Arguing about which programming language is the best one is a favorite pastime among software developers. The tricky part, of course, is defining a set of criteria for "best."
With software development being redefined to work in a data science and machine learning context, this timeless question is gaining new relevance. Let's look at some options and their pros and cons, with commentary from domain experts.
Even though, in the end, the choice is at least to some extent a subjective one, some criteria come to mind. Ease of use and syntax may be subjective, but things such as community support, available libraries, speed, and type safety are not. There are a few nuances here, though.
Execution speed and type safety
In machine learning applications, the training and operational (or inference) phases for algorithms are distinct. So, one approach taken by some people is to use one language for the training phase and then another one for the operational phase.
The reasoning here is to work during development with the language that is more familiar or easy to use or has the best environment and library support. Then the trained algorithm is ported to run on the environment preferred by the organization for its operations.
While this is an option, especially using standards such as PMML, it may increase operational complexity. In addition, in many cases things are not clear-cut, as programming done in one language may call libraries in another one, thus diluting the argument on execution speed.
Another thing to note is type safety. Type safety in programming languages is a little like schema in databases: While not having it increases flexibility, it also increases the chances of errors.
"You can run an experiment for several hours, or even days, just to find out that the code crashed because of an incorrect type conversion or a wrong number of attributes in a method call," says Burkov.
Despite having what is arguably the largest footprint in an enterprise deployment, Java is not getting much love these days. Some of this may have to do with the "coolness factor," as Java has been challenged by new programming languages, but there are also some very real concerns here.
What has greatly helped Java establish it footprint, namely the JVM, is also a reason why people are skeptical about using it for machine learning. Similarly, one famous feature of Java, which helps deal with the complexities of C++, garbage collection, may pose problems in production environments.
When discussing trends in software development with Paco Nathan, managing partner at Derwen and data science practitioner and thought leader, the topic did come up.
Nathan notes that the trend he sees is toward real-time applications, and this is not something he believes the JVM is well-suited for, as it is an abstraction over the hardware. Adding a layer between the code and the hardware provides cross-platform portability, but also slows down execution.
Nathan also cites Ion Stoica, the initiator of Apache Spark, which is heavily used for real-time applications. Nathan mentioned that one of the rules Stoica has recently set for his research team in Berkeley is abolishing Java.
Nathan commented that he expects that to spill over from research to industry over a five-year timeframe, as is typical for directions initiated in research environments. But maybe we should not be too fast in writing off Java.
The ups and downs that have been following Java during its stewardship by Oracle may have contributed to it's falling out of grace. They may also have something to do with the perceived stalemate in the evolution of the JVM.

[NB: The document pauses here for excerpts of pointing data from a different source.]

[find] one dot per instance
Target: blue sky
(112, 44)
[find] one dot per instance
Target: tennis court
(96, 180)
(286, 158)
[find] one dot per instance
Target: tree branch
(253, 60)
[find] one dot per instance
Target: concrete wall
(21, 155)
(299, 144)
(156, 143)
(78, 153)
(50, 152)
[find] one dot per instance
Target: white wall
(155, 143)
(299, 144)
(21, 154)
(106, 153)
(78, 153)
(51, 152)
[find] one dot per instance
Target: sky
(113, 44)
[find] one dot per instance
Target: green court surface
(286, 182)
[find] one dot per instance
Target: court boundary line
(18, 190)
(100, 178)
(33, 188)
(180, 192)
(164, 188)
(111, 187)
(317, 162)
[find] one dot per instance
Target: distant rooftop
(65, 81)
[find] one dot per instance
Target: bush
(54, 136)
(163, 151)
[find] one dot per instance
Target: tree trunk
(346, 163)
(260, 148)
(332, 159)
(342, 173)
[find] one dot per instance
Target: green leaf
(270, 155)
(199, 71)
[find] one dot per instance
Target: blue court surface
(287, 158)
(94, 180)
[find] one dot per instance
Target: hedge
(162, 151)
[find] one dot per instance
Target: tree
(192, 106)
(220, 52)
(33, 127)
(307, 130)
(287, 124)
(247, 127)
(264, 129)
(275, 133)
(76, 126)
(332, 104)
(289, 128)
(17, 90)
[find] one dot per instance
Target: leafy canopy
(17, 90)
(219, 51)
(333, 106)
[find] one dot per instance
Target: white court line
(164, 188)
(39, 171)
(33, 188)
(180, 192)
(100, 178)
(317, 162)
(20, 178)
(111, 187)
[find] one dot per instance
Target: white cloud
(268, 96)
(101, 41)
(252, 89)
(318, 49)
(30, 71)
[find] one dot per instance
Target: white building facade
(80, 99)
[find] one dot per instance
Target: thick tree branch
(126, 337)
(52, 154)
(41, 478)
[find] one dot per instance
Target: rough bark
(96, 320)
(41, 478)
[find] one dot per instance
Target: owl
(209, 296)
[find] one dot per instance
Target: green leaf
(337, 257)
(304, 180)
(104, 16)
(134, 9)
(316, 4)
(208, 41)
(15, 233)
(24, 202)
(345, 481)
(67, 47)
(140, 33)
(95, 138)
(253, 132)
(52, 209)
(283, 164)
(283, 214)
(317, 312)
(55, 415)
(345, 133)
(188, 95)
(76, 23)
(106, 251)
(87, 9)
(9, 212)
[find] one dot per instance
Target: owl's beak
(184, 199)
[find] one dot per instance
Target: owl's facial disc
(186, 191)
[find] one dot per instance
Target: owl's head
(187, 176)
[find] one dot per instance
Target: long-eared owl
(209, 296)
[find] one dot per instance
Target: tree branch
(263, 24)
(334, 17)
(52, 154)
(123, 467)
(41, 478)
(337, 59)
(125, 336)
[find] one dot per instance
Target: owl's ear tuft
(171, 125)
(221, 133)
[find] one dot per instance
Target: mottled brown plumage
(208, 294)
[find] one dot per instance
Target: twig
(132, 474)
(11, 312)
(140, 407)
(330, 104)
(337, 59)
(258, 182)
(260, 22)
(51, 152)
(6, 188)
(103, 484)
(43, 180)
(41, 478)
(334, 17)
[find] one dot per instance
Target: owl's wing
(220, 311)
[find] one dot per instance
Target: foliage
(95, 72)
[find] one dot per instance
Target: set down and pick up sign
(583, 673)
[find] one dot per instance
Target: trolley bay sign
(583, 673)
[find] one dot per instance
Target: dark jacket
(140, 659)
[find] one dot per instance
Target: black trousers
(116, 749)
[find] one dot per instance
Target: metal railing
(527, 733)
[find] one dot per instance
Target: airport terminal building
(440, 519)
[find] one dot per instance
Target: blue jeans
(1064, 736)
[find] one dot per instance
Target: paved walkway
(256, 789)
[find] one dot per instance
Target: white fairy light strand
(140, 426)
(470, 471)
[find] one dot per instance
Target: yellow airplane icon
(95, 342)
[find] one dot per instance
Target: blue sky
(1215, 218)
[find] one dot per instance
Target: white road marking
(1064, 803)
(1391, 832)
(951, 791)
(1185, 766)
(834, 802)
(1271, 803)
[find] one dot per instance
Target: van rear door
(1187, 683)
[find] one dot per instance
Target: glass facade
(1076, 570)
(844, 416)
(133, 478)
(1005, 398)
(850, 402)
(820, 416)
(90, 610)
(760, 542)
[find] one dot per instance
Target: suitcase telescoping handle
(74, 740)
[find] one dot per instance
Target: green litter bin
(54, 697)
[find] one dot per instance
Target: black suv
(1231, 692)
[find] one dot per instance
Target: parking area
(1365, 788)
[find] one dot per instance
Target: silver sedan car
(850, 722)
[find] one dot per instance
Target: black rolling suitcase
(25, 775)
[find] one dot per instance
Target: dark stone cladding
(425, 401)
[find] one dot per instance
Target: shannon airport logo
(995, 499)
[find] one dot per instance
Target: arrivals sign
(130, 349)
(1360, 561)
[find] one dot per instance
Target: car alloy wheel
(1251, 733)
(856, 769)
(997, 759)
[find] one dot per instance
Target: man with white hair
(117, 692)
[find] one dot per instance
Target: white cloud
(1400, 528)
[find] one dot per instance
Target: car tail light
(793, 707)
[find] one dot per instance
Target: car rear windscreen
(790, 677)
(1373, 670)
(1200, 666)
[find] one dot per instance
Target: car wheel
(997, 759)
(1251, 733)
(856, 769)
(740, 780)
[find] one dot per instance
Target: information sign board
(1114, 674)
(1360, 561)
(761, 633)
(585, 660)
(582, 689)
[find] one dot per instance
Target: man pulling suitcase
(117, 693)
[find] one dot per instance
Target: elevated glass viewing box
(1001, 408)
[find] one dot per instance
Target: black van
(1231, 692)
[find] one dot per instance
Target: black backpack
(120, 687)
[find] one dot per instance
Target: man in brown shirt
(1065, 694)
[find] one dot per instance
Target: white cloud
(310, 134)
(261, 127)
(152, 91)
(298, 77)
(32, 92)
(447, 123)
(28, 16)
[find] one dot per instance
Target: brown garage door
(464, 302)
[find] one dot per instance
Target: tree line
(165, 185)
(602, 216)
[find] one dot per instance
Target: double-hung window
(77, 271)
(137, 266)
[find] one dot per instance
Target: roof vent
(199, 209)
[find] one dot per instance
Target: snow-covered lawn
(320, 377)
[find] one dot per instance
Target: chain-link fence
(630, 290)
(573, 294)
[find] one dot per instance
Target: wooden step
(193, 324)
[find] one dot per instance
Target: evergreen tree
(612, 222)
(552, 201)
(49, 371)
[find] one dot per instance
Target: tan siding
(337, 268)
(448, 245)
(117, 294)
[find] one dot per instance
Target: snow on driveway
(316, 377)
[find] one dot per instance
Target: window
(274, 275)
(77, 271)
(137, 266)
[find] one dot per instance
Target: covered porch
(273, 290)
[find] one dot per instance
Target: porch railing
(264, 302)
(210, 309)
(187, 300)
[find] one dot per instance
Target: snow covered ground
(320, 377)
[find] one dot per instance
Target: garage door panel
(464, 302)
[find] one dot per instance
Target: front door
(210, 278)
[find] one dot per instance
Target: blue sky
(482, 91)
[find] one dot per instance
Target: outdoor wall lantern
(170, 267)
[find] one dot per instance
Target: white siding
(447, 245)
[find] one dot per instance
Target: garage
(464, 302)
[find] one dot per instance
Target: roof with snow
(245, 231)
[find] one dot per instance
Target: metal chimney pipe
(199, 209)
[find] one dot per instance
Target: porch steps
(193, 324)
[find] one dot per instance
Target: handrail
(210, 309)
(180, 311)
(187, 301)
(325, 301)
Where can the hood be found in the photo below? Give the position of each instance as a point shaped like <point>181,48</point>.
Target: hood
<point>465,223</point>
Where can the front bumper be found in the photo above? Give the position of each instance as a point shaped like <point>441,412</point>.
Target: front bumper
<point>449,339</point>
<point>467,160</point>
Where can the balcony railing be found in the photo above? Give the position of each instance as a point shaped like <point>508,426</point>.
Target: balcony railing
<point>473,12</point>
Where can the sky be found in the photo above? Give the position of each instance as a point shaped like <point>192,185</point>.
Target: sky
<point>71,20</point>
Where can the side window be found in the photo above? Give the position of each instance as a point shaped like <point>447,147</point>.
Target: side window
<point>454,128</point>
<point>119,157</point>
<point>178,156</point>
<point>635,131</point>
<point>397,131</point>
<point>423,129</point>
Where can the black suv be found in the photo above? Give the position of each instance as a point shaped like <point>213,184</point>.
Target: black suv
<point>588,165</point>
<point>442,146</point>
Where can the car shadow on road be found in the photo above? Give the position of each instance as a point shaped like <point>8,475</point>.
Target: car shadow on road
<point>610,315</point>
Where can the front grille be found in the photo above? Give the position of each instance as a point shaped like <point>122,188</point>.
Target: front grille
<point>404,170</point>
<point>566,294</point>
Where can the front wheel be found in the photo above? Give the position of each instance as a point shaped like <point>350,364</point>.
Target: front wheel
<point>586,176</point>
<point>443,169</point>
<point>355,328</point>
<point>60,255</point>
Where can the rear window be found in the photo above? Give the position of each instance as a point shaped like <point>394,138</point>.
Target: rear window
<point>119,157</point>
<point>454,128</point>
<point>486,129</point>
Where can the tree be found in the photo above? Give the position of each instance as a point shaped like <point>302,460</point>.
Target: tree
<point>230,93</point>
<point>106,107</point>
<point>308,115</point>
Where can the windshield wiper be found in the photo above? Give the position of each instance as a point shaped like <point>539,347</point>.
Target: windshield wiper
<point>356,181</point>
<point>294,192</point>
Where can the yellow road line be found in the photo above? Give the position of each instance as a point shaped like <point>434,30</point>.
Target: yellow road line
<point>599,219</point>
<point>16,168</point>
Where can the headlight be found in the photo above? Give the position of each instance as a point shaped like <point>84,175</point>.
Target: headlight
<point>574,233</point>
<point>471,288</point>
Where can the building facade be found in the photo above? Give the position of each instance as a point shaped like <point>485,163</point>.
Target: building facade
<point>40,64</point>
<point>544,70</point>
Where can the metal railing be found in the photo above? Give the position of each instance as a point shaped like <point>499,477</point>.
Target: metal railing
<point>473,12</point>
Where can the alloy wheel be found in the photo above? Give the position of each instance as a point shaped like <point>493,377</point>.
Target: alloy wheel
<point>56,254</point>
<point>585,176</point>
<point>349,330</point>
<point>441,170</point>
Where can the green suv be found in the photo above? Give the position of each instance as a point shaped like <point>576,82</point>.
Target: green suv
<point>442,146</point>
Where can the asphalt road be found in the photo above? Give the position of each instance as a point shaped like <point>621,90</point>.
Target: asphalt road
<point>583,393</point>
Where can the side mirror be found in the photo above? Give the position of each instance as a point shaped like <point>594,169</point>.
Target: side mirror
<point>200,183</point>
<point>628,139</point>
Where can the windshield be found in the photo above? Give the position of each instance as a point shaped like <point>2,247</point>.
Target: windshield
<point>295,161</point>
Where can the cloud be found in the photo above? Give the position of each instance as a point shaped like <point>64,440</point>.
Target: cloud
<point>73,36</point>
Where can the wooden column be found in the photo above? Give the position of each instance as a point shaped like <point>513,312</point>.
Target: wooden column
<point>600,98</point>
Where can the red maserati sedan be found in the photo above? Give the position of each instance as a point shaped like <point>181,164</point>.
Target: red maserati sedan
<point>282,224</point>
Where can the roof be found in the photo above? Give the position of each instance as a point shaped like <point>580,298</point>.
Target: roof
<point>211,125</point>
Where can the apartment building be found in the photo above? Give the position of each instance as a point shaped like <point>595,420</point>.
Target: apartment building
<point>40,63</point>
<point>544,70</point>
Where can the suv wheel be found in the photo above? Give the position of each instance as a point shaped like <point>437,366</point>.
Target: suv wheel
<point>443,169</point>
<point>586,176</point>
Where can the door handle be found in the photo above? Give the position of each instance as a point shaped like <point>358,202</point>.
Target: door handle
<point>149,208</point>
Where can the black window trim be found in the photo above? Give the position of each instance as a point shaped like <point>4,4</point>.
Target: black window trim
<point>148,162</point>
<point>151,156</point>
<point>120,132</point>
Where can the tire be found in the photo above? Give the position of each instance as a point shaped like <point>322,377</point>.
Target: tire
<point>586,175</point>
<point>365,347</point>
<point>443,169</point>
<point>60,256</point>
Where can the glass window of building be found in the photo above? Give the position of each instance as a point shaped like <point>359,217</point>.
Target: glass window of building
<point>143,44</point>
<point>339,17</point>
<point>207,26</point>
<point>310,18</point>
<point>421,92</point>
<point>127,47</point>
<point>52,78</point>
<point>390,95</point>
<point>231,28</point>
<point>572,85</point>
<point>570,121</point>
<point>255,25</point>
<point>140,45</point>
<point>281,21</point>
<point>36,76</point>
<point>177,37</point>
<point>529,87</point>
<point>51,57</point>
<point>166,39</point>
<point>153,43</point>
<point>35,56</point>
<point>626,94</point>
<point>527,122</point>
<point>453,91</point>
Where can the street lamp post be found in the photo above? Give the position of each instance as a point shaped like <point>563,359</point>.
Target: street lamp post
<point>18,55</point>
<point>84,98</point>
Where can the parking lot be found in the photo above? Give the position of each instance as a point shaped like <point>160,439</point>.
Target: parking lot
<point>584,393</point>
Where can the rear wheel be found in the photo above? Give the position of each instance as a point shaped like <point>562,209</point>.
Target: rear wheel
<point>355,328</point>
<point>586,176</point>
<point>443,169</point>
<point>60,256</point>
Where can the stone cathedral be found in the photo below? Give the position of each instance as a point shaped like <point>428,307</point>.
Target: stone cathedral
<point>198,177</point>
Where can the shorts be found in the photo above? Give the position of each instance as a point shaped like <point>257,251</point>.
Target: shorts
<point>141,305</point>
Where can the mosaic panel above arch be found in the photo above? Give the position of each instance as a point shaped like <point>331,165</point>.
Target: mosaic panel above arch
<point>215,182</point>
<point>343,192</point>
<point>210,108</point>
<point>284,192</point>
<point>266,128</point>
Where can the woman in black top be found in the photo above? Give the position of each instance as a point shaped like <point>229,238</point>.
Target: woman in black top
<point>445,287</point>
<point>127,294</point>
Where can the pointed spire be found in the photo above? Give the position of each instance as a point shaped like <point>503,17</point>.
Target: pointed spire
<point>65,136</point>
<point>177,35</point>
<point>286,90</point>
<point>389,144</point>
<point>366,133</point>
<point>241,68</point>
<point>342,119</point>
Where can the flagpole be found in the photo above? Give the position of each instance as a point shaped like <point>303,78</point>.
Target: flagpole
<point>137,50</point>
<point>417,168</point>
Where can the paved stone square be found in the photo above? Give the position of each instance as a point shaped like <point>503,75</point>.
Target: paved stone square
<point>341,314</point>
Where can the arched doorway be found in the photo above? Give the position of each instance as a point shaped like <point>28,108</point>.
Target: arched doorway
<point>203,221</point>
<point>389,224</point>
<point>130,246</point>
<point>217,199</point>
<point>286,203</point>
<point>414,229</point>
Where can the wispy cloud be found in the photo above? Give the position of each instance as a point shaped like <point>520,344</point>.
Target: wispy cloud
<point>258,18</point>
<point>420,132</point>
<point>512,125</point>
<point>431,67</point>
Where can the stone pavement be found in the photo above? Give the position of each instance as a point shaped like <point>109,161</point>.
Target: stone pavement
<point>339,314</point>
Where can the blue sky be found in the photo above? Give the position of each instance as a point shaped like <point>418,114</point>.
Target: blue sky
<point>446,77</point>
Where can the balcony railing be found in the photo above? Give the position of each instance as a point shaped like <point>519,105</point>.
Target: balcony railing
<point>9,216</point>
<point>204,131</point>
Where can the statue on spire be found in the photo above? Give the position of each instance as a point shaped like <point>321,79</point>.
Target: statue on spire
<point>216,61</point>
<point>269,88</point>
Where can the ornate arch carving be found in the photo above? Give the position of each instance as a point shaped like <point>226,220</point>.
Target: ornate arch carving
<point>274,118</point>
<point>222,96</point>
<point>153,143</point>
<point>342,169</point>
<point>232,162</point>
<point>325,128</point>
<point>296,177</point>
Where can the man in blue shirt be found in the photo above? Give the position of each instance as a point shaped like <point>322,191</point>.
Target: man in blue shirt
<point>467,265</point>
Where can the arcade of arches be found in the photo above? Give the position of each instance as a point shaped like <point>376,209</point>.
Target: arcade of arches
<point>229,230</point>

With enterprise Java being handed off to the Eclipse foundation, however, there is a chance Java and the JVM may be revitalized. There are also initiatives, such as Gandiva, which aim to optimize Java code for specialized hardware, potentially making it a competitive option for machine learning.
In addition, that large footprint has given rise to initiatives, such as DeepLearning4J, which aim to bring to Java users access to the same libraries typically used through other languages.
According to a recent survey by KDNuggets, Python is the undisputed leader in use for data science and machine learning. Some often cited reasons for this preference are the wide choice in libraries and the fact that it's considered an easy language to work with.
Ashok Reddy, GM DevOps at CA Technologies, notes that Python was the language of choice in his recently completed masters in AI and Machine Learning at Georgia Tech.
Reddy goes on to add that Python is gaining popularity in universities due to its simplicity, so graduates are more likely to know Python than Java. Beyond simplicity, he also cites the abundance of libraries as a key reason for this.
Reddy notes that, from a performance perspective, C is also a popular choice for use in AI and embedded-IoT applications, but Java is not going away. Reddy also sees a pattern in using Python for development and then other languages for deployment of machine learning algorithms.
This also applies internally at CA, as Reddy notes that, in addition to having legacy code in C and Java, the cross-platform portability that Java offers is a key priority for CA.
"Many startups use Ruby or Python initially, and when they grow up they switch to Java," says Reddy.
In the KDNuggets survey, R's share seems to be dropping compared to last. R, however, has been gaining enterprise adoption over the last few years.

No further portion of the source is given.